Dicho esto, pensemos en el nacimiento de un segundo hijo. Ya desde la sala de parto diremos:
“Nahuel es tranquilo, a diferencia de Fernando que era movedizo”, o bien: “Catalina sólo quiere
dormir, en cambio Nicolás se pasaba despierto todo el día”. Al proyectar “polarmente”, ya estamos
imponiendo un “personaje” que el niño luego se verá obligado a asumir. De ese modo, cuando un
niño cree que según sus padres es inteligente, o responsable o distraído o agresivo o terrible,
intentará asumir ese papel a la perfección. Hará lo posible para ser el más terrible de todos o el
más valiente de todos para ser querido. Ahora bien, si el niño no se siente suficientemente amado,
creerá que su hermano -opuesto- sí lo es. Esto demuestra que el niño no está recibiendo la
calidad de confort, mirada, presencia o disponibilidad materna o paterna que necesita. Cegado
por su desesperada necesidad de sentirse protegido y amparado por los adultos, hambriento de
amor y de caricias, pretenderá “robar” a sus hermanos, pequeñas porciones de afecto. Claro, los
hermanos -tan carentes como él- tendrán las mismas vivencias. ¿Cómo lo sabemos?
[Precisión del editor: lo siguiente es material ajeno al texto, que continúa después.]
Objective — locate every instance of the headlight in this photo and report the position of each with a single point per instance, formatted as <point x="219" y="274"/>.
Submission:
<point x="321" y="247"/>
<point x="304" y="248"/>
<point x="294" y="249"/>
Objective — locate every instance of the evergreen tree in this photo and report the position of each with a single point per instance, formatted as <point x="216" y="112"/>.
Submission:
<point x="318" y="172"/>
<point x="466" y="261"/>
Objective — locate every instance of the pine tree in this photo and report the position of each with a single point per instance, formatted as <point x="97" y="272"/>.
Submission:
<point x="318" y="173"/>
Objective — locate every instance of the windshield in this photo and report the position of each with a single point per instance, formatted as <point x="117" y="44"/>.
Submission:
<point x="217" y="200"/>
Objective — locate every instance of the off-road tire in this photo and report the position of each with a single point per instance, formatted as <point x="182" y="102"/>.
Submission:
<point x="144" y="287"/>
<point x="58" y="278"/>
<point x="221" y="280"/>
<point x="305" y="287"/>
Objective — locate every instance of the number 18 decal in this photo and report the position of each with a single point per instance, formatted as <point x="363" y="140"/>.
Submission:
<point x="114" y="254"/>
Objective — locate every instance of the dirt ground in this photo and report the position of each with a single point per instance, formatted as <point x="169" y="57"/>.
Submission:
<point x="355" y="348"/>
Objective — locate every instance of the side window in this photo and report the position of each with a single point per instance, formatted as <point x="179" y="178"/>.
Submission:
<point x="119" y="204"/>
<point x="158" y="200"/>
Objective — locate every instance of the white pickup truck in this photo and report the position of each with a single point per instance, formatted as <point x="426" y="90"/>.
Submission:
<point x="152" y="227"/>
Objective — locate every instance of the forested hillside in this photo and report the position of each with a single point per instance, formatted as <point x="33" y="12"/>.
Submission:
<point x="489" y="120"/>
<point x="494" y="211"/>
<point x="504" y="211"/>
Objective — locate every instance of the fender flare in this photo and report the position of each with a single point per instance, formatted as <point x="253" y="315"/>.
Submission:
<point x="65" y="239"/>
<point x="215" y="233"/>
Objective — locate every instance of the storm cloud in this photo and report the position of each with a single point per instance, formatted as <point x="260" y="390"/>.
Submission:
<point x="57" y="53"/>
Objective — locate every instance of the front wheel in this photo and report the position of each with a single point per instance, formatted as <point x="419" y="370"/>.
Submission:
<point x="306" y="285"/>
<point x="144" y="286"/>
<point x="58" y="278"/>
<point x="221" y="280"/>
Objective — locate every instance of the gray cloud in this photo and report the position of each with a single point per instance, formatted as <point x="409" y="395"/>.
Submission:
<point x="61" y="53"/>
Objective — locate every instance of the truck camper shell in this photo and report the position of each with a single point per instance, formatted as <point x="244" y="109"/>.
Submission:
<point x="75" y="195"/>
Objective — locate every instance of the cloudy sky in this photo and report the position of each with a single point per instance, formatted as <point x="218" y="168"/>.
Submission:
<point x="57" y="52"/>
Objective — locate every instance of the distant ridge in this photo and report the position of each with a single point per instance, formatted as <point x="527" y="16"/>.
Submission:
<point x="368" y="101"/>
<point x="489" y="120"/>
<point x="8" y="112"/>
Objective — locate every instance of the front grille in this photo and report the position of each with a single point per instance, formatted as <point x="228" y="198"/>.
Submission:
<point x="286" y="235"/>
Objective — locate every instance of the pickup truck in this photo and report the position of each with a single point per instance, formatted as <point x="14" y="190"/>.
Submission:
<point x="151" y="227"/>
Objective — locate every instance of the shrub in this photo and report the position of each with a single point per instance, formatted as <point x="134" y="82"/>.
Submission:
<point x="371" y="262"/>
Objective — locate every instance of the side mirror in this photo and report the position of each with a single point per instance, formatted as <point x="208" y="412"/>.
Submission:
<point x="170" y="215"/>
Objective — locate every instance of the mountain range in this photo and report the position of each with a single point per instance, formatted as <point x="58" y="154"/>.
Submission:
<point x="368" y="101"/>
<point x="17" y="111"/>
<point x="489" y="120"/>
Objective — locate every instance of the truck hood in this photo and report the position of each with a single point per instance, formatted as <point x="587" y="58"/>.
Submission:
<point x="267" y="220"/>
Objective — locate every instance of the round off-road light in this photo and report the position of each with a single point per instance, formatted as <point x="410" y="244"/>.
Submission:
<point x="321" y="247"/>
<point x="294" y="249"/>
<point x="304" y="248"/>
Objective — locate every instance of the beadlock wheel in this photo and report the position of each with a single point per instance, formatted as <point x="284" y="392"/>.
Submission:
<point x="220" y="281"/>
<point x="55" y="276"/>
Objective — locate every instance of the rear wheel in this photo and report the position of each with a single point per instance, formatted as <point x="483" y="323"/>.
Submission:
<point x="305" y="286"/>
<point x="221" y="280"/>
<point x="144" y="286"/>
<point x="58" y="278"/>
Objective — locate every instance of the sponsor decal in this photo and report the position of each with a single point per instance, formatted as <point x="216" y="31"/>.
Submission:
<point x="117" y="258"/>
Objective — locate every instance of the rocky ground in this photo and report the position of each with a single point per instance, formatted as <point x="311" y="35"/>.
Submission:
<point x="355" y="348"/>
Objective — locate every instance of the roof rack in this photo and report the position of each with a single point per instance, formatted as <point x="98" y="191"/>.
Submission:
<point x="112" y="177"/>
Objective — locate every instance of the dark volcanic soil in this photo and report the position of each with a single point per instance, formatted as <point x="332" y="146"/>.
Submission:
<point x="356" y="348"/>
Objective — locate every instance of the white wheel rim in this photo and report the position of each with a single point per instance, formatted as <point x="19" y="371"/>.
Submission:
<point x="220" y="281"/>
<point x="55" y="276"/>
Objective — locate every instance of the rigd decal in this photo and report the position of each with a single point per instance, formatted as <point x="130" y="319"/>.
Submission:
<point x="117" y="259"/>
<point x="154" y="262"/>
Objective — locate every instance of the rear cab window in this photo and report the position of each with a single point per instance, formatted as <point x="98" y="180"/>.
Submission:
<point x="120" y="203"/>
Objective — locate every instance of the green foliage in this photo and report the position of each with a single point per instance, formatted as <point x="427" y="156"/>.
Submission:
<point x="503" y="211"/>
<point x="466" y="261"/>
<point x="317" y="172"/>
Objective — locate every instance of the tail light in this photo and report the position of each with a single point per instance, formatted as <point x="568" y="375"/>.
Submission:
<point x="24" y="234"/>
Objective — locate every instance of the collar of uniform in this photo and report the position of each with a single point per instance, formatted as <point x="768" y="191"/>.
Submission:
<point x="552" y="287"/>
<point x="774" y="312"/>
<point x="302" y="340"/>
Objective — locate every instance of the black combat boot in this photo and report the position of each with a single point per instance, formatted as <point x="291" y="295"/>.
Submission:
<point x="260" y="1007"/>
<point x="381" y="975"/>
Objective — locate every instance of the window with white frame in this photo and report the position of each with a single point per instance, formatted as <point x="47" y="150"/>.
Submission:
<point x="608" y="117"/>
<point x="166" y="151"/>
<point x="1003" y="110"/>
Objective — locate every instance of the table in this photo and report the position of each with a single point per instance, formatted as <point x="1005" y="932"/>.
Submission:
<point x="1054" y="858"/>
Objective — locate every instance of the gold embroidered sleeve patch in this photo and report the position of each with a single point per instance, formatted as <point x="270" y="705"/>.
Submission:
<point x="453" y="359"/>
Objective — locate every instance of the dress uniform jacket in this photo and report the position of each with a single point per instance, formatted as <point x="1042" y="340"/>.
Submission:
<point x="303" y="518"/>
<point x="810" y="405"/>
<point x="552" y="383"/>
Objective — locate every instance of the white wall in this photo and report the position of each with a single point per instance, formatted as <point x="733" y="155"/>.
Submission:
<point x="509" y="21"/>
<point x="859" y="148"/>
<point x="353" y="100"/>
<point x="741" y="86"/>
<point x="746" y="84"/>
Porque se
llevan “como perro y gato”. ¿Cómo continúan estas historias? En principio los castigamos, o al
revés, no otorgamos ninguna importancia a las “peleas de niños”. En ambos casos se quedan solos
y deseosos de obtener mirada. Luego, en la medida que crecen y adquieren autonomía, registran
la distancia instalada, aún siendo hermanos y habiendo atravesado la infancia juntos. Durante la
juventud ya son extraños. La vida sigue. En el mejor de los casos luego toleran algún vínculo formal
o social entre ellos, aunque en otros casos se habrán enemistado para siempre. Esos niños, hoy
somos nosotros.

Entonces ahora, ¿qué podemos hacer con nuestros hijos, si pretendemos que mantengan
relaciones afectuosas entre hermanos? Pues será menester escuchar y comprender a cada hijo en
su especificidad de niño pequeño. No sacar conclusiones precipitadas sobre sus virtudes o
defectos ni compararlos entre ellos. Intentar satisfacer en la medida de nuestras posibilidades,
todo aquello que los niños demandan. Y sobre todo, traducir con palabras sencillas lo que hemos
comprendido acerca de ellos, compartiendo esos pensamientos con el resto de nuestros hijos.
Sólo entonces cada niño podrá amar a sus hermanos, porque los ha comprendido.